In today’s world of turbulent flows of goods, different methods of supply chain optimization are required than in the old world of steady flows of goods.
Panta rhei-everything flows – even in the supply chain. Static calculations and static solutions therefore fall short! Empirical simulations in the digital twin help.
Since we have left the age of largely variant-free mass production behind us, static considerations have fallen short when designing supply chains. For a long time, perhaps until the coronavirus crisis, demand and goods for Renner products flowed more or less evenly. These 20 to 30 percent of the entire product portfolio often account for 60 to 80 percent of the total turnover, the total capacity utilization and often also the procurement volume. The steady flow of goods from these masses often masked the already turbulent flow of goods and demand for the rest of the product portfolio. Many companies therefore thought they could cope with static average considerations, as used in classic value stream design.

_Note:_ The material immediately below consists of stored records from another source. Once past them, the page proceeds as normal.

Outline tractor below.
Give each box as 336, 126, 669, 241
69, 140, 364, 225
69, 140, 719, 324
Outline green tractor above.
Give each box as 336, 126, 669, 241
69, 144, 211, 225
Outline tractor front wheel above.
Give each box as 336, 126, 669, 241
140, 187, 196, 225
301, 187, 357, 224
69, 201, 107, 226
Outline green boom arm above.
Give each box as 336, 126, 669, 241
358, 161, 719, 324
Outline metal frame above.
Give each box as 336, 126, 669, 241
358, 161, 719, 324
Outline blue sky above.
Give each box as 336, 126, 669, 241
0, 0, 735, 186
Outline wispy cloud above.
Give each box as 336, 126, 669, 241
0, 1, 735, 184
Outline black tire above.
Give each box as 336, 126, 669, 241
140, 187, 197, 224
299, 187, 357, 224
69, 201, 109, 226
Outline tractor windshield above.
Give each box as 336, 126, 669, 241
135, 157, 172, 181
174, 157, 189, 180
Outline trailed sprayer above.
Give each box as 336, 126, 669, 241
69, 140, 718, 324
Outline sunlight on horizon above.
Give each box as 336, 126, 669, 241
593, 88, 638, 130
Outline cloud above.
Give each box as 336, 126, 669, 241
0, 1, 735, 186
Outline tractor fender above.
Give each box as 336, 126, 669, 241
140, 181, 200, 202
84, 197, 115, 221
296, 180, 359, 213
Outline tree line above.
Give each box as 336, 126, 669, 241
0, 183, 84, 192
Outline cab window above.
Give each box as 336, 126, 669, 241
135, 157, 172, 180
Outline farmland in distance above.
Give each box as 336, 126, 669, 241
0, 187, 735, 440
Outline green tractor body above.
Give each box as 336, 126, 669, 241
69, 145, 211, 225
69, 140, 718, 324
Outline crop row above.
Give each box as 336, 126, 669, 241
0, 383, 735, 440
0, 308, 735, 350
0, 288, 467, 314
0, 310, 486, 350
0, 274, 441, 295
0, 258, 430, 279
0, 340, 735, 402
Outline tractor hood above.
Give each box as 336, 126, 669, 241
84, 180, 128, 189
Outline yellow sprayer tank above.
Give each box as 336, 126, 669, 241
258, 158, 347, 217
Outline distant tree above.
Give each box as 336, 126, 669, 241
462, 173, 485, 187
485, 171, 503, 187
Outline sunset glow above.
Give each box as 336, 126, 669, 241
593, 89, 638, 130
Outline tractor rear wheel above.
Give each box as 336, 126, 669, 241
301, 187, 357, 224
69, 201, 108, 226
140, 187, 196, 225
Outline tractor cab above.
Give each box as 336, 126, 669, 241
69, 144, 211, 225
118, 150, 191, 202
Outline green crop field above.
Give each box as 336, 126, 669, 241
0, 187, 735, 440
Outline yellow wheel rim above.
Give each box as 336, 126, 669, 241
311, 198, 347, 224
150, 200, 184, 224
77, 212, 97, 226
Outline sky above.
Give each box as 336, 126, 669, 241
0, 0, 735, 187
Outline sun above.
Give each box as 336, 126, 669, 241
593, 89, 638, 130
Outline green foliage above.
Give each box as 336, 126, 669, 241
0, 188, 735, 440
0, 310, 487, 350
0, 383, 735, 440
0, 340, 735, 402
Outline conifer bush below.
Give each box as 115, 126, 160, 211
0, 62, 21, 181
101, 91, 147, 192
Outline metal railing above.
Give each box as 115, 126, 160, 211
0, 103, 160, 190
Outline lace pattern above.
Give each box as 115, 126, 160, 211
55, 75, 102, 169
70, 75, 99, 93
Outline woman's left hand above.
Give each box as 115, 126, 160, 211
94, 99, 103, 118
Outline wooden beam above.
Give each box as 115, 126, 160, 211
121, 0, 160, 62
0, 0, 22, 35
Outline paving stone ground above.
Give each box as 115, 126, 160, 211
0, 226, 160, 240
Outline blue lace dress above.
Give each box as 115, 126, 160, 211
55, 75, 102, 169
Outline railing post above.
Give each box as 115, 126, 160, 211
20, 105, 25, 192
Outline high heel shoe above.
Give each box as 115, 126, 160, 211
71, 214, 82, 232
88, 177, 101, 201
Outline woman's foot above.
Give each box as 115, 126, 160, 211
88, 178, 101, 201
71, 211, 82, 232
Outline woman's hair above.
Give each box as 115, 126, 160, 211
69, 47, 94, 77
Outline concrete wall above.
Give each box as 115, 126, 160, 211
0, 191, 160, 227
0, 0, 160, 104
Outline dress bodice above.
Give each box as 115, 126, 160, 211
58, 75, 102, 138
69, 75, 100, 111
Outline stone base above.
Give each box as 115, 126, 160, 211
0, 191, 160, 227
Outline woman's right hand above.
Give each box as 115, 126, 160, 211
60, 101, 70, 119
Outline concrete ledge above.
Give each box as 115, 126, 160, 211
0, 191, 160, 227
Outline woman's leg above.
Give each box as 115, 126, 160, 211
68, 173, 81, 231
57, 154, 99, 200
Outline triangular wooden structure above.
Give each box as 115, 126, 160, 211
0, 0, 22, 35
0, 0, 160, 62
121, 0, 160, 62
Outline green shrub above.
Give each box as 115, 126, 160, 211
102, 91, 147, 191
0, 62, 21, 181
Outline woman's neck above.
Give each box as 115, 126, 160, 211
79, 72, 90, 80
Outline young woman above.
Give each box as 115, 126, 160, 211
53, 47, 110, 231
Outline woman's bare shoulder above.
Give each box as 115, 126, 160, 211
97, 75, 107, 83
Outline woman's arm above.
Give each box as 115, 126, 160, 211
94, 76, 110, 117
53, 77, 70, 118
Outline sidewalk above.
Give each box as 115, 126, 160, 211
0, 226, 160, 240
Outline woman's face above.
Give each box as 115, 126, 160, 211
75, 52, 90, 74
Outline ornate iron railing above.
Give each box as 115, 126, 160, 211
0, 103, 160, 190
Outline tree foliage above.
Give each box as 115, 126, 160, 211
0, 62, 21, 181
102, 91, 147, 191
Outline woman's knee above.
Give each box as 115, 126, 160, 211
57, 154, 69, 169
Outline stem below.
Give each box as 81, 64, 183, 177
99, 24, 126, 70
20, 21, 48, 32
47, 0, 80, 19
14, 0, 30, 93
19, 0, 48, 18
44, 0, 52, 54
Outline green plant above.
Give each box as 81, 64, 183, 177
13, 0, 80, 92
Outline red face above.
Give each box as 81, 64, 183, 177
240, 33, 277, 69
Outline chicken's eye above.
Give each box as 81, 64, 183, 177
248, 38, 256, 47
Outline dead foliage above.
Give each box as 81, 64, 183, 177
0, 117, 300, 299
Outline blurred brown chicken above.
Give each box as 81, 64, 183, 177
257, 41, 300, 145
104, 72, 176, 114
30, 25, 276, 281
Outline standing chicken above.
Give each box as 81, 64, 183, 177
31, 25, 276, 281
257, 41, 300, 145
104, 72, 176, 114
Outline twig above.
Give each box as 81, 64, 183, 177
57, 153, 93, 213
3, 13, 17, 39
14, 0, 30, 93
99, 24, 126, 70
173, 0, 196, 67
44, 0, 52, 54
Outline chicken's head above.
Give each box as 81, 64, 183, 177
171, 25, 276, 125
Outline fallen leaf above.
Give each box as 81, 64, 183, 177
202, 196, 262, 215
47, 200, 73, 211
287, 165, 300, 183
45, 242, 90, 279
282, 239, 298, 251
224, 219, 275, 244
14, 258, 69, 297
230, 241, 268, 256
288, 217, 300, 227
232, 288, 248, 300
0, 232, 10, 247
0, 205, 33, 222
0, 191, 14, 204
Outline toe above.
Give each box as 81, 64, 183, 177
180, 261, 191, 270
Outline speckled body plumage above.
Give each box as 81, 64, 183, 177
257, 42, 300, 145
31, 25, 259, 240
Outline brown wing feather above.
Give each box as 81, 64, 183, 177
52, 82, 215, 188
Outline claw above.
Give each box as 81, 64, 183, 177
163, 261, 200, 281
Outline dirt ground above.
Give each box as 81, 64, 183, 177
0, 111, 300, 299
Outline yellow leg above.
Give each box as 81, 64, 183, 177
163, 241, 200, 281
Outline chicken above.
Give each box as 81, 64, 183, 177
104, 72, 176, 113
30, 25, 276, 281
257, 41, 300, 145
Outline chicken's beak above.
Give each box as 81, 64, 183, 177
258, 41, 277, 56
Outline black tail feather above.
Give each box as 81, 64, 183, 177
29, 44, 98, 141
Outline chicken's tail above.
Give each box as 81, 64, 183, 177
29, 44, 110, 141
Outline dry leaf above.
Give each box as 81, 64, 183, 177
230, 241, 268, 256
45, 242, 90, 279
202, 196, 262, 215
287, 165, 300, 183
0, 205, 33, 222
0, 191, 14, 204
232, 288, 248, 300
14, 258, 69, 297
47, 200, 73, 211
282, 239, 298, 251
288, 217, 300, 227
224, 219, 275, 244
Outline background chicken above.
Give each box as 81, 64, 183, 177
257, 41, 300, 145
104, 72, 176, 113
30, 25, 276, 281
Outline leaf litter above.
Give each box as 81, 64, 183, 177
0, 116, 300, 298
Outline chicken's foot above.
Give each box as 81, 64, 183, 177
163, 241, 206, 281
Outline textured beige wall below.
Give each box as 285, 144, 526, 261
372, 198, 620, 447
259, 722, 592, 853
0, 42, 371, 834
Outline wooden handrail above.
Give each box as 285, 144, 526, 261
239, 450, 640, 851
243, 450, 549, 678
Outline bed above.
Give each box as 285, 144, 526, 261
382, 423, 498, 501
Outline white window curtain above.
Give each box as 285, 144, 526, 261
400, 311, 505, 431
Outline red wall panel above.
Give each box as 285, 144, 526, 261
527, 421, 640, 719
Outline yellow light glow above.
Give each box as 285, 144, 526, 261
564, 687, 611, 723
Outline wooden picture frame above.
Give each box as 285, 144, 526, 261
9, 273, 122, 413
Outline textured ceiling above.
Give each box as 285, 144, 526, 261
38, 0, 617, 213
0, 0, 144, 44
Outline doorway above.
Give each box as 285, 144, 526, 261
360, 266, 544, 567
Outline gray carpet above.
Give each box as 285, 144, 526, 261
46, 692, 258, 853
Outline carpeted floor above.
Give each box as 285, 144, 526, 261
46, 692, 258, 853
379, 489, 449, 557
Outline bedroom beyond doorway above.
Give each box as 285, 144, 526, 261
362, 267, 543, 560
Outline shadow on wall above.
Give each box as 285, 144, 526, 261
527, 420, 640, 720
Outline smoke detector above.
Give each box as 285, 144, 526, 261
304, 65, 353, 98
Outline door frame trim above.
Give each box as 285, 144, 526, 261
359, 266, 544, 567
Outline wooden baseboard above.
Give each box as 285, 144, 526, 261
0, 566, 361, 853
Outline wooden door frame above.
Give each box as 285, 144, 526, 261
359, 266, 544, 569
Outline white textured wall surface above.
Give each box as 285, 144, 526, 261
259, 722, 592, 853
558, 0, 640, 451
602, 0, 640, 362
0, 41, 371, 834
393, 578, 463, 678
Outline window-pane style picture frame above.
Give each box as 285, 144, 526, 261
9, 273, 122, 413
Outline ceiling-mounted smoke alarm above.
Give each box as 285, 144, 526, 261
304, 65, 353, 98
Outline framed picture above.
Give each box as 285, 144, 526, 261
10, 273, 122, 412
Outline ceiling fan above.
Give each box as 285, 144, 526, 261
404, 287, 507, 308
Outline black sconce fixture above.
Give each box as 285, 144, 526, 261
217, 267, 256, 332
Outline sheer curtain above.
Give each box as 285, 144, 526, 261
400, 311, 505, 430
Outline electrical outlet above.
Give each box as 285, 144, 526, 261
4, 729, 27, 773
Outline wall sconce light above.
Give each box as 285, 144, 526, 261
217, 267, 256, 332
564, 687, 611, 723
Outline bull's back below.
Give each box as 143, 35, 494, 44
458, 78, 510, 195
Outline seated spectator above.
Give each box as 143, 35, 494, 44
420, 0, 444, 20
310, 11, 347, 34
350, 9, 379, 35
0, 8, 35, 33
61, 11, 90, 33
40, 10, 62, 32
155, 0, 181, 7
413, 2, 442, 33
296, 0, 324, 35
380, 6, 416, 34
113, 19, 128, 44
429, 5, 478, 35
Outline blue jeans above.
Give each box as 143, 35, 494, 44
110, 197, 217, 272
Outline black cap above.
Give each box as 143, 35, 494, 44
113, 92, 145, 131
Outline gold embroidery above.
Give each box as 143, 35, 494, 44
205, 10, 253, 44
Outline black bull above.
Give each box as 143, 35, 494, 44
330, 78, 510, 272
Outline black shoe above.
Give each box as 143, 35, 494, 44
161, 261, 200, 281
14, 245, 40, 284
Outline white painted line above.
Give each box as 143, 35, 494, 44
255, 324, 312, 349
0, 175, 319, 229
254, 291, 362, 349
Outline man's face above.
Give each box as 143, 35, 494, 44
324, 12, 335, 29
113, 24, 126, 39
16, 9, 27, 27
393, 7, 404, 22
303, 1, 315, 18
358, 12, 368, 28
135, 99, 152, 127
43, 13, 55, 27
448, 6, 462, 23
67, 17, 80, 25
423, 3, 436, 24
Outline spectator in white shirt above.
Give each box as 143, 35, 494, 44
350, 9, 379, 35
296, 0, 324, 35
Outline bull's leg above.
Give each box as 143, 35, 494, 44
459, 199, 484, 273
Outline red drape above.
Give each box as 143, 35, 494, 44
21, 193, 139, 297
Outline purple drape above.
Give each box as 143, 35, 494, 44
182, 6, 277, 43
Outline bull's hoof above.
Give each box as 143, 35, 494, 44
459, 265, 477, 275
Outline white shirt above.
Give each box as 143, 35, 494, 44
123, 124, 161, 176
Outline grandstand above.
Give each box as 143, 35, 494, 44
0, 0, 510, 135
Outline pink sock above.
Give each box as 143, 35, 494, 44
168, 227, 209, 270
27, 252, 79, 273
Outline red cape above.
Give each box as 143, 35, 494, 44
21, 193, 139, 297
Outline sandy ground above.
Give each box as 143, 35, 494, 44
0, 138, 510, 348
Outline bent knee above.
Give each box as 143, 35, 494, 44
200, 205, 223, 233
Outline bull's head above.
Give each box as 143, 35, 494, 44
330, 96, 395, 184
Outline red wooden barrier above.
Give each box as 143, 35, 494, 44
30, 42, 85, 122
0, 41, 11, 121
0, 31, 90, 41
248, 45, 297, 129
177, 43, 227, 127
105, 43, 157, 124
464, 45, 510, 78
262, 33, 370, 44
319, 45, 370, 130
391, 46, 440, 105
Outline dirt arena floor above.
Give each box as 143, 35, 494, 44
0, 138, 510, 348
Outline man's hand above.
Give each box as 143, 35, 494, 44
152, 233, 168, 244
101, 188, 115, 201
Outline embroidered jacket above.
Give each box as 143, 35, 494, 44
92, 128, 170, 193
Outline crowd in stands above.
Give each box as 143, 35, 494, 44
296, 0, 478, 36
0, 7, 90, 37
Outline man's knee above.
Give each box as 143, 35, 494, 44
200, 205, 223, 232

Turbulent flows of goods and demand defy static considerations
In the meantime, however, the world has changed. Today, we are also experiencing turbulent demand and turbulent flows of goods when it comes to fast-selling items. Erratic demand behavior, unreliable replenishment, unreliable production capacities, unreliable transport routes… Conventional static considerations from the old uniform world do not produce useful results when it comes to the design of value streams and the necessary planning and control mechanisms.
Such static considerations, such as average inventories, average consumptions, average idle times or average capacity utilization, are typically used in value stream mapping and can even lead to dangerous, wrong decisions.
Classic value stream design can also lead to incorrect concepts if only representative articles or article groups are considered. Ultimately, there can be no “one fits all” solution for a heterogeneous product portfolio, as is the case with most retail and production companies. Different article behavior requires different planning and scheduling mechanisms and usually also different value streams. Implementing such differentiated strategies is no longer a problem in modern supply chain management.
However, the challenges in today’s world of turbulent supply chains go even further. There are no more static solutions. Value streams must be adapted to constantly changing demand behavior, as must planning, control and scheduling parameters. The half-life of defined decoupling points, storage levels, replenishment times or dispensing parameters is getting shorter and shorter.
Dynamic simulations in the digital twin better reflect reality
These challenges can be overcome by dynamically simulating the value streams and value stream behavior in a digital twin of the value chain or supply chain. The simulation of different strategies and solutions is based on real empirical data. We use the DISKOVER tool for this purpose. The resulting solutions no longer represent fixed values, but are mapped in sets of rules and, where these fall short, are readjusted in regular simulations.
The optimization of supply chain management in the digital twin on the basis of empirical data verifies concepts developed under real conditions and enables their rapid implementation
That sounds complicated, and it is! But a car is also complicated and yet we get on well with it because the technology is under the surface. This is also the case with modern tools for supply chain optimization.